Now Magazine on John Tory’s campaign for Mayor of Toronto, his Smart Track transit plan, and his path to victory.
In his speech, Tory said that with his victory, the city has never been more together. That line was probably written before the landslide victory expected for that didn’t happen. Indeed, for a few eerie minutes after polls closed, it looked like chief rival Doug Ford would be within striking distance. In the end, Tory won comfortably enough to argue he has a mandate – for now. But look beyond the 60,000-vote margin to areas of the city won by Tory and those carried by Ford and a different picture emerges.
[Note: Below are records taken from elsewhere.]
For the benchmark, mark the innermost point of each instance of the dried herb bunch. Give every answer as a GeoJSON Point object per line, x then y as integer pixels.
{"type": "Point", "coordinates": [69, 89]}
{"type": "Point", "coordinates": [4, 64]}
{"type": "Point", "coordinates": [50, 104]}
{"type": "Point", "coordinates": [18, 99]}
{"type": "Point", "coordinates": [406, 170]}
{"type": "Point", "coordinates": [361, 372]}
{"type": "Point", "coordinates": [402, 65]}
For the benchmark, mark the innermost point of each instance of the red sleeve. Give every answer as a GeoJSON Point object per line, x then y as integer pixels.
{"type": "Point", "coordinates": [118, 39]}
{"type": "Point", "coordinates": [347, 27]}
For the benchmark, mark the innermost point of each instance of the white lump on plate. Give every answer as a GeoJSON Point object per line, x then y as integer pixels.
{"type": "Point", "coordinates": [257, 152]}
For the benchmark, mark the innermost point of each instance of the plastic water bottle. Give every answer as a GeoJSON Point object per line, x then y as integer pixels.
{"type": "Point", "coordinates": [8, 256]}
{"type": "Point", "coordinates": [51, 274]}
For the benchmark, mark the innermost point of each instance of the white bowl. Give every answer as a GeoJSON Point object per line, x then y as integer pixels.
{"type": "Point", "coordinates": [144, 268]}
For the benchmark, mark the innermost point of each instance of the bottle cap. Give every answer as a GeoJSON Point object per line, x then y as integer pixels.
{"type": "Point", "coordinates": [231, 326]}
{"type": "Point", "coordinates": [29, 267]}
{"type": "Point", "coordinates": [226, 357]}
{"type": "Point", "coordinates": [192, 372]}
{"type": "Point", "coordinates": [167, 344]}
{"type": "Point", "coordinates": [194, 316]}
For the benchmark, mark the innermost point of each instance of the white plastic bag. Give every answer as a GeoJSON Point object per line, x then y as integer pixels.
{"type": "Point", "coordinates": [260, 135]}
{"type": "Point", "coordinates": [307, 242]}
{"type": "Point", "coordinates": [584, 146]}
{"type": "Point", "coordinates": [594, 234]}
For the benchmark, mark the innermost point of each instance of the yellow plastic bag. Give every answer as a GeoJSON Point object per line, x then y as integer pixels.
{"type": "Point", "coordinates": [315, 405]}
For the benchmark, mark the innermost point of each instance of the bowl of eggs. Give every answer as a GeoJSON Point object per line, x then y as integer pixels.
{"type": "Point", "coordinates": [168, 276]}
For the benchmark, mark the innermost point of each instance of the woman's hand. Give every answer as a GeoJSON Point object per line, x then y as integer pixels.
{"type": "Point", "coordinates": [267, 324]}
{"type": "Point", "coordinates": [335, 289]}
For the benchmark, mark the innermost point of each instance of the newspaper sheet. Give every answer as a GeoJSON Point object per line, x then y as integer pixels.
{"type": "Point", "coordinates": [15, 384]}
Tory’s swath of support cuts right up the middle of the city, with pockets in Scarborough Bluffs and the Kingsway in Etobicoke, pretty much the same lines you’d find on a Toronto Real Estate Board map if you were looking to move into one of the city’s more desirable neighbourhoods.
Ford’s support, on the other hand, came mostly from the have-not inner and outer burbs in Scarborough and Etobicoke identified in David Hulchanski’s seminal The Three Cities Within Toronto report.
At the Liberty Grand in the hours before voting closed on Monday, John Duffy – the Liberal strategist credited with Tory’s key platform plank, the SmartTrack transit plan – talked about the surface rail proposal in social justice terms, part of a grander scheme to knit the city’s disparate areas together.
It was a recurring theme of a campaign designed to appeal to Main Street as well as Bay Street.